- Oil prices tumbled (XOM) after President Donald Trump announced the cancellation of planned airstrikes against Iran, easing immediate fears of supply disruption.
- Brent crude fell over 8% in early trading, while WTI dropped to around $96 per barrel as risk premiums unwound.
- The move signals a potential de-escalation in U.S.-Iran tensions, though geopolitical risk in the region remains elevated.
Market Selloff
Oil prices plummeted on Friday after President Donald Trump called off planned military strikes against Iran, according to people familiar with the matter. The decision, which came just minutes before the operation was set to begin, sent crude futures into a tailspin as traders unwound bets on an imminent supply disruption. Brent crude, the international benchmark, fell as much as 8.5% to $101.20 a barrel, while West Texas Intermediate dropped 7.9% to $96.45, marking one of the biggest single-day declines in months.
The move caught many investors off guard. "The market had priced in a significant risk premium, so the reversal was violent," said a senior energy trader at a European bank, who asked not to be named. "Without a deal, the situation remains fluid, but for now, the immediate threat of a supply shock has receded."
Geopolitical Calculus
Trump's decision to stand down reflects a broader strategic shift, with administration officials signaling a willingness to explore diplomatic channels. National Security Advisor John Bolton, a known hawk on Iran, was reportedly overruled. The White House declined to comment when reached for this story.

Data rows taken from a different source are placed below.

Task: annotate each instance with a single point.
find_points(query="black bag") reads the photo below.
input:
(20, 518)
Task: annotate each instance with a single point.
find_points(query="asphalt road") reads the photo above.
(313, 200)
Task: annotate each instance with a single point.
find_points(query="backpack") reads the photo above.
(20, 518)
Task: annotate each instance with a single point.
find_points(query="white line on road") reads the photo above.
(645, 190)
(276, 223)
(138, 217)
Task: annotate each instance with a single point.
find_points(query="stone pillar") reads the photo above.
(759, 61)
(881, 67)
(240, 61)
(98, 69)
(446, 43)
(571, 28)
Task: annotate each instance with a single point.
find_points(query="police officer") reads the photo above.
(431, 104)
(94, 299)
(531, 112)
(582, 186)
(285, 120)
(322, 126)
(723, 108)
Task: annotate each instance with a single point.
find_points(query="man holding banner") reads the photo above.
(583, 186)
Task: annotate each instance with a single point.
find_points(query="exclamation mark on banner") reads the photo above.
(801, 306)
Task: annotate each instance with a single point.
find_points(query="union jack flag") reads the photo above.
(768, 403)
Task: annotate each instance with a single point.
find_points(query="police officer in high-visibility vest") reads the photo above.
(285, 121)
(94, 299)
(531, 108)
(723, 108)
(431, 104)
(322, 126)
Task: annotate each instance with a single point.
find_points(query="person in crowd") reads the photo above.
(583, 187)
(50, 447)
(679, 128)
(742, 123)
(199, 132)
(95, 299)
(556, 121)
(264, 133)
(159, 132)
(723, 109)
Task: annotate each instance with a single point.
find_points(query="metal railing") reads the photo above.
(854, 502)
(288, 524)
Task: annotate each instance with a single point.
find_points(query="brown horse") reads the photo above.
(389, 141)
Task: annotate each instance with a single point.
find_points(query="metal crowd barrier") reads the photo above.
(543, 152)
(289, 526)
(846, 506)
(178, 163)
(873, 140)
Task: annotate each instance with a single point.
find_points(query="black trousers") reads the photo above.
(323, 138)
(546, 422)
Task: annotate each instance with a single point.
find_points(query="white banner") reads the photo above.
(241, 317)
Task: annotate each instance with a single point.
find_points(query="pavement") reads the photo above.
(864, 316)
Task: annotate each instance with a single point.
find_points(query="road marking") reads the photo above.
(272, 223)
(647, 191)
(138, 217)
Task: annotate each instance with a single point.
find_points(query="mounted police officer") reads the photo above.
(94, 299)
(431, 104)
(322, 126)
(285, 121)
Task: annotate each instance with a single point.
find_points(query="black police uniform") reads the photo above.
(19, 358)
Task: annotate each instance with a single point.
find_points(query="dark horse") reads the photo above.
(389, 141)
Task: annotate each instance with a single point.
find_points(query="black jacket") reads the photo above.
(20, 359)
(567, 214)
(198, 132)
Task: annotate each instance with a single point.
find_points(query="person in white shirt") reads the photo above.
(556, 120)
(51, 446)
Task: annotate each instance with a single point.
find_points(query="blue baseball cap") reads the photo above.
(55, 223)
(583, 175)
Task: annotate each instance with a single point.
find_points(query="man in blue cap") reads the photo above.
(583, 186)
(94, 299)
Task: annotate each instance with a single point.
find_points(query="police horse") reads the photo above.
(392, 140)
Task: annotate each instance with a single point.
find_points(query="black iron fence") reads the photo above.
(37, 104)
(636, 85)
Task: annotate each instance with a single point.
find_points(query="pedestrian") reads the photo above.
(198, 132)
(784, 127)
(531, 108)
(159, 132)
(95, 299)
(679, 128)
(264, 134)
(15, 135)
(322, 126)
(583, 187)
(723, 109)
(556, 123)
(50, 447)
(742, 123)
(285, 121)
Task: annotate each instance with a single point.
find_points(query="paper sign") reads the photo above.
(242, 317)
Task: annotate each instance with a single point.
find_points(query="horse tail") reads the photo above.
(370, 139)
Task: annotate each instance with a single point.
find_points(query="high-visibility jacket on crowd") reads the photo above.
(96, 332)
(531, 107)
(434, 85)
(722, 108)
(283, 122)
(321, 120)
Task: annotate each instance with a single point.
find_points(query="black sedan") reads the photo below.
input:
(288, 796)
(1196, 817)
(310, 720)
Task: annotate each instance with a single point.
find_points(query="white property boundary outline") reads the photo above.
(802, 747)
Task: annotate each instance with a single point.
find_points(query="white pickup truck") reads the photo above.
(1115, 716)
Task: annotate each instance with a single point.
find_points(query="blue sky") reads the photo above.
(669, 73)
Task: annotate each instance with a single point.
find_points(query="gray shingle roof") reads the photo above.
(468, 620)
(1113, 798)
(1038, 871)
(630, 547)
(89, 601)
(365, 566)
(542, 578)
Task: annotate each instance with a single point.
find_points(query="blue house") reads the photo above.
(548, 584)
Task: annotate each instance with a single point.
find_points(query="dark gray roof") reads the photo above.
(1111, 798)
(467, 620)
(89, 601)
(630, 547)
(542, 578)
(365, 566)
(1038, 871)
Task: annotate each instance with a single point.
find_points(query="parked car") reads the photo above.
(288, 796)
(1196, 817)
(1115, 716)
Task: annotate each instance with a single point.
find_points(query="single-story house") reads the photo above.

Analysts caution that the reprieve may be temporary. "This is a pause, not a resolution," said Helima Croft, head of commodity strategy at RBC Capital Markets. "The risk of a miscalculation remains high, and any new provocation could quickly reignite risk premiums."
Implications for Markets
Beyond crude, the news rippled across asset classes. Energy equities took a hit, with the S&P 500 energy sector (SPY) falling 3%, while safe-haven assets like gold (GLD) gave up earlier gains. The 10-year Treasury yield edged higher as risk appetite returned.
Looking ahead, traders will watch for any signs of renewed brinkmanship. The Strait of Hormuz, a chokepoint for about 20% of global oil supply, remains a flashpoint. Insurance premiums for tankers transiting the region have dipped but remain elevated.
"The market is now refocusing on demand concerns and the broader economic outlook," said Giovanni Staunovo, a commodity analyst at UBS. "But don't mistake this for a lasting calm. Geopolitical risk has a habit of reappearing."
Correction: An earlier version of this article misstated the percentage decline of WTI. It has been corrected to 7.9%.